Meeting Healthcare in South Africa: Grey’s Anatomy Edition
By Julie Hugunin, Biology, 2017
A dramatic television show about surgeons is just that; a dramatic television show that’s main goal is to keep its viewers hooked. It is not a documentary or an accurate representation of what the job entails. While completely aware of these facts, a small part of me always believed, or hoped, that the excitement and tension of surgery portrayed on Grey’s Anatomy was somewhat true.
The first emergency surgery I observed was a ventriculoperitoneal shunt (VPS) insertion. The child had come to the hospital presenting with consistent vomiting, bulging fontanelle, and a huge head; all signs of hydrocephalus. His CT confirmed the large accumulation of fluid in his brain and he was quickly booked for an emergency surgery. The VPS functions by diverting excessive fluids from the brain to the abdomen, where it can be adequately absorbed. Cerebral spinal fluid immediately began draining as the shunt was placed, and very quickly the child’s raised intracranial pressure was relieved. The surgery took roughly forty minutes and was almost entirely uneventful. Even so, it saved the child’s life and required a skilled surgeon doing his job well.

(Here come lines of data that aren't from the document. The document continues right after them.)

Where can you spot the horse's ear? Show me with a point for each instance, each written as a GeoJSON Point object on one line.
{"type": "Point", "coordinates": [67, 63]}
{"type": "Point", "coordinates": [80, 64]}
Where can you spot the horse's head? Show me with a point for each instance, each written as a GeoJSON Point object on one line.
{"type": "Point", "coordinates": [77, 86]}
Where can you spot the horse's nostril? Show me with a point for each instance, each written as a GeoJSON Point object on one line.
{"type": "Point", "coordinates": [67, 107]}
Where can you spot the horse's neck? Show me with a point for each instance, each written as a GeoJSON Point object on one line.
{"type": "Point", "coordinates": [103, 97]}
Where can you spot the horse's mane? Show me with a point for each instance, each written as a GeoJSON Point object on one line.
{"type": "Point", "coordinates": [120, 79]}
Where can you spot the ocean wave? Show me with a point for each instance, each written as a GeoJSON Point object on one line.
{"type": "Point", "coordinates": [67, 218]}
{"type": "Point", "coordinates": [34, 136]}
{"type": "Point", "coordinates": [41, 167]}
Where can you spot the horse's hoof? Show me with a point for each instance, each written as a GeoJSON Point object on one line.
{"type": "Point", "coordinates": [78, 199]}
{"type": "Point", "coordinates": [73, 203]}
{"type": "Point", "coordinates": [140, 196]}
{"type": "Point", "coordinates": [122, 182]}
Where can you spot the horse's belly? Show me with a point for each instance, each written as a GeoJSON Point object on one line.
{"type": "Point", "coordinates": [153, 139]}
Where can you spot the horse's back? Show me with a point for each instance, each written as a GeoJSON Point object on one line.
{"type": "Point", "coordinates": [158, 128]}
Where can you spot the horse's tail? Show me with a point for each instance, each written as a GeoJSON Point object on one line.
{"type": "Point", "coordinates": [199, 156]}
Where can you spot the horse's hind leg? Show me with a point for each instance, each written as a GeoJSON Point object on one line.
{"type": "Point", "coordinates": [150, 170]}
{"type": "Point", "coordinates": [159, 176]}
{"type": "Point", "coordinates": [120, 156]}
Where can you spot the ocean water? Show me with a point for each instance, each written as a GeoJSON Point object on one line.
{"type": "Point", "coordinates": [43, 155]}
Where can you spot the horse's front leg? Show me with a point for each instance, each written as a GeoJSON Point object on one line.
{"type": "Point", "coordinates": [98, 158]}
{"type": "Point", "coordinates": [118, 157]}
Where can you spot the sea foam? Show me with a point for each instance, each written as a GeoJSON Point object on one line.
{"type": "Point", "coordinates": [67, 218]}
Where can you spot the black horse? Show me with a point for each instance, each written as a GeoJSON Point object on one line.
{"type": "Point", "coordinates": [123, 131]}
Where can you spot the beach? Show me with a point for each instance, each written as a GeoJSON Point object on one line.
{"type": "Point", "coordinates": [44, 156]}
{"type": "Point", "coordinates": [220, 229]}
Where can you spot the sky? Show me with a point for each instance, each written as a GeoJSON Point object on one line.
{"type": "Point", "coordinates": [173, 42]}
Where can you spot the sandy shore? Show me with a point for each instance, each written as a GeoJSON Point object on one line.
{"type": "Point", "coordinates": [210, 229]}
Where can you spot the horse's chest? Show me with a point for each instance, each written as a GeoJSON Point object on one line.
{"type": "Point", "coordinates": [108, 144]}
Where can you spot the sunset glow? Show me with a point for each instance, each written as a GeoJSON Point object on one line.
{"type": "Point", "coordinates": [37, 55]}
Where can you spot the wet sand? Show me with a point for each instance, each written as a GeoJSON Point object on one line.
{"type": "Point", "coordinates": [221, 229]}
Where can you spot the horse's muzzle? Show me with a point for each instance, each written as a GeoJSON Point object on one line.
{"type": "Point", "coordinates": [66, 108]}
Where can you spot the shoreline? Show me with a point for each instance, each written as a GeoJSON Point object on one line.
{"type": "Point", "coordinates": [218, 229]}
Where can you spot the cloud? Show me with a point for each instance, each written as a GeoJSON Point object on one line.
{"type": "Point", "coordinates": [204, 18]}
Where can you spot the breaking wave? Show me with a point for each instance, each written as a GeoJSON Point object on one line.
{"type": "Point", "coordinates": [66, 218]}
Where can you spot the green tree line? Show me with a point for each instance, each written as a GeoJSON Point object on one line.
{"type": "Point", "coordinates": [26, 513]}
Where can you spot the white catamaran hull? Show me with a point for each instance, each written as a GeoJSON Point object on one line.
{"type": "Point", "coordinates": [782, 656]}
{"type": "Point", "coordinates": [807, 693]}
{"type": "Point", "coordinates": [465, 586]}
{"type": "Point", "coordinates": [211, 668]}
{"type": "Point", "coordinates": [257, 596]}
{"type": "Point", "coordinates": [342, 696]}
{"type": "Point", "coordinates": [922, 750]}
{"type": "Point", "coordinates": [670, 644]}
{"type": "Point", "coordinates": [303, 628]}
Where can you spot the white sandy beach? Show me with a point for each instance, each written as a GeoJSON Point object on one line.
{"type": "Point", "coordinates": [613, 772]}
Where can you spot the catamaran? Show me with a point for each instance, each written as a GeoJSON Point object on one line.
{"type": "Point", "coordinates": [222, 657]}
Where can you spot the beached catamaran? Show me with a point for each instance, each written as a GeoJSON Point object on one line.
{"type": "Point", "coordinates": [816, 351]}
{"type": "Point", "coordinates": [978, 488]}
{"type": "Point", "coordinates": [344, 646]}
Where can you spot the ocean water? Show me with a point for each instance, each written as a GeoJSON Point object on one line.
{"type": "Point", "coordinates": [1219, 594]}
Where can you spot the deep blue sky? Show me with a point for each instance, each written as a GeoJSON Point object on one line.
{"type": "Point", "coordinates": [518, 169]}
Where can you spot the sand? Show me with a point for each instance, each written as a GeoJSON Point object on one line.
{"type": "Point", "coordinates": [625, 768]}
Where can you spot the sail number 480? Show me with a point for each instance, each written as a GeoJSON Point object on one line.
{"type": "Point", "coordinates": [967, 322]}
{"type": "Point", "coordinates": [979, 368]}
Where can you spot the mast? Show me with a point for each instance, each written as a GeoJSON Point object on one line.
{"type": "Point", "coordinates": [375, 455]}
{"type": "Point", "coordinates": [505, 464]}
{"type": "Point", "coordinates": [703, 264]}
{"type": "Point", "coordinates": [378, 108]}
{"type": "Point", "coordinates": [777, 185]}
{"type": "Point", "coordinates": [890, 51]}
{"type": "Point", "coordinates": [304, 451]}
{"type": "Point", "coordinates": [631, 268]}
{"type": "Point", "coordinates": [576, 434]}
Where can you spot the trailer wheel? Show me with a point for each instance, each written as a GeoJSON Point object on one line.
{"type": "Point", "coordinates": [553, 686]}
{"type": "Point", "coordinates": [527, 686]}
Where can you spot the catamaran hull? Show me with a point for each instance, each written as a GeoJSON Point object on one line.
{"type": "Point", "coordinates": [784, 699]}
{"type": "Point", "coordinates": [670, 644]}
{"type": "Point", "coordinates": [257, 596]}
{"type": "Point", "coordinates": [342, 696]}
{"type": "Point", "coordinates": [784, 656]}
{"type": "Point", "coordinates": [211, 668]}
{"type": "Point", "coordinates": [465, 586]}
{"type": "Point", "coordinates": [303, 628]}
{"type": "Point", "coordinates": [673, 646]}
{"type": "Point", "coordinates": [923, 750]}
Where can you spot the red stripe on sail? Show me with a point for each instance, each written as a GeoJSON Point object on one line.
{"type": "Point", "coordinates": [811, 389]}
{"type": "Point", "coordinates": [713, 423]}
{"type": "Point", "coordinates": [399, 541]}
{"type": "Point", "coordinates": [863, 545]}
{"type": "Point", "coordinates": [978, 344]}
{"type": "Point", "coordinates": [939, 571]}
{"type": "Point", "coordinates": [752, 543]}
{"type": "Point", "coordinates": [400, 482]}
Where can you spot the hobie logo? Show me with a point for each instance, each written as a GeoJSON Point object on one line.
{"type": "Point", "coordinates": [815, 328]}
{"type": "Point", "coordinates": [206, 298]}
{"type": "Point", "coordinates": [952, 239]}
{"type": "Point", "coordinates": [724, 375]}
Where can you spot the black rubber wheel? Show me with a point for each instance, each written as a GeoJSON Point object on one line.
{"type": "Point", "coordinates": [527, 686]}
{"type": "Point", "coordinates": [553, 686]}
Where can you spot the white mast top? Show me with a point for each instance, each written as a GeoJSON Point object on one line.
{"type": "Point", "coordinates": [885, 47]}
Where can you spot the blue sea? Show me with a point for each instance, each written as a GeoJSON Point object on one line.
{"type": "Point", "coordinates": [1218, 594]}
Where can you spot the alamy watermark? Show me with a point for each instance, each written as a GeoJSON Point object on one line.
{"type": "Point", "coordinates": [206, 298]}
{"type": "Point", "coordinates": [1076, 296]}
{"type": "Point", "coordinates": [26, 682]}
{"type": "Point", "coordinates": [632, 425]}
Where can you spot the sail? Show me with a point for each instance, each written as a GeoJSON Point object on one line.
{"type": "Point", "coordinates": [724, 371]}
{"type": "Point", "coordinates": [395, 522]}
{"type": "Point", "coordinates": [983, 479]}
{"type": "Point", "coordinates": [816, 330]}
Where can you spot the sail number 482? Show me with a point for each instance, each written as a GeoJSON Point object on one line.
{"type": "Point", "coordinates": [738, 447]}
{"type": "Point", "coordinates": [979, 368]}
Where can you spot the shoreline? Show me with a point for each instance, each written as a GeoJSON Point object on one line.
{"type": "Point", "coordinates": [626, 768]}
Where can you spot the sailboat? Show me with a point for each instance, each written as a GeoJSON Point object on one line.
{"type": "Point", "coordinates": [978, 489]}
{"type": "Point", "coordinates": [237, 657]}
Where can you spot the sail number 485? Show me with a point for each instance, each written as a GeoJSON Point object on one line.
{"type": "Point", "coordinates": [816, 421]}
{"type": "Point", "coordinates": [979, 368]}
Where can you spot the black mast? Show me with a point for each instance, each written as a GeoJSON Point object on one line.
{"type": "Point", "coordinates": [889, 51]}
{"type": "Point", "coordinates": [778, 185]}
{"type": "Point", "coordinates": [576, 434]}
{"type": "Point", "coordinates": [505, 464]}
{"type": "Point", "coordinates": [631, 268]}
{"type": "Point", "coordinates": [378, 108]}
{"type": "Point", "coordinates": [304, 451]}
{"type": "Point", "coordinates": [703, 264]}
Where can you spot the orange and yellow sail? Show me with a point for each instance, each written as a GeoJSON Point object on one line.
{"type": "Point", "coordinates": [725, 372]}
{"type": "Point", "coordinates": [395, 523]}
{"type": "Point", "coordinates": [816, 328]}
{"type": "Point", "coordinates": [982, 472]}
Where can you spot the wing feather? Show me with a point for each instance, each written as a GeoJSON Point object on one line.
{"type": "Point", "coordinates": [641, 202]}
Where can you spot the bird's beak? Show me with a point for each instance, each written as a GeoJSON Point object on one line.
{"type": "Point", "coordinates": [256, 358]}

A few weeks later, while quietly watching a similar surgery, I noticed nurses one by one leaving our theater, urgently followed by our anesthesiologist. Soon there were only a few of us left. Though curious, I kept my post watching the neurosurgeons. The anesthesiologist came back with big eyes and asked the surgeon if he could survive without her for a while, as there was a trauma case that needed her assistance next door. While still adamantly observing from my spot, a nurse whispered to me “you should go next door and see, a child was hit by a truck”. So I did, and with that I entered a scene on Grey’s Anatomy.
I walked into the theater and the first thing I saw was his left leg. And I mean all of his left leg, every bone and muscle was exposed as his skin had been completely torn off on one side. I immediately felt the urge to cover it and fix it; you can’t leave a leg exposed like that! His toes looked as if they were blue and dead, and as I moved my eyes up I noticed his leg was essentially amputated from his body. It was hanging on with just a few ligaments and tissue. Above that was his abdomen, also open and exposed with a mess of body parts hanging out. A fifth year medical student leaned in and whispered to me, “if he survives, he’ll be paralyzed for the rest of his life.”
It was then that my brain began functioning and I looked around the room. The surgeons were scrubbed in, but none of them were working. They were waiting for the child to be relatively stabilized before they began fixing him. Four anesthesiologists were yelling about needing more blood, with an ever growing pile of used transfusion bags sitting next to them. The room was sweltering hot because the sudden massive blood loss had caused his body to go into shock, decreasing his core temperature. I began sweating. This kid was going to die before the surgeons could even get to him.
And all of a sudden the team moved in. Four of them, all attacking different parts of the body, stitching and cutting, communicating to each other and the scrub nurses with tension filled, stern voices. I was handed a camera and told to take pictures.
After a frantic hour of work, the surgeons had finished stuffing organs back into place and he was closed up to the best of their ability. The anesthesiologists prepared to transport him to the ICU, the surgeons scrubbed out, and the nurses began cleaning up the mess of blood and various items strewn around the room.
I returned the camera and walked backed to the now peaceful neurosurgical theater where they too were just beginning to close. It was there that I sat down, stared straight forward, and on a loop replayed everything that had just happened in my head. That’s what being hit by a truck looks like.
It played like a Grey’s Anatomy scene, but it felt nothing like it. It felt sweaty and scary, ambiguous and anxious. It was a life or death situation that the surgeons and anesthesiologists and nurses and everyone in that room had a part in. That feeling, that goal of being able to do what they do, whether it is quiet and uneventful or full of excitement and uncertainty, has me more hooked than Grey’s Anatomy ever will.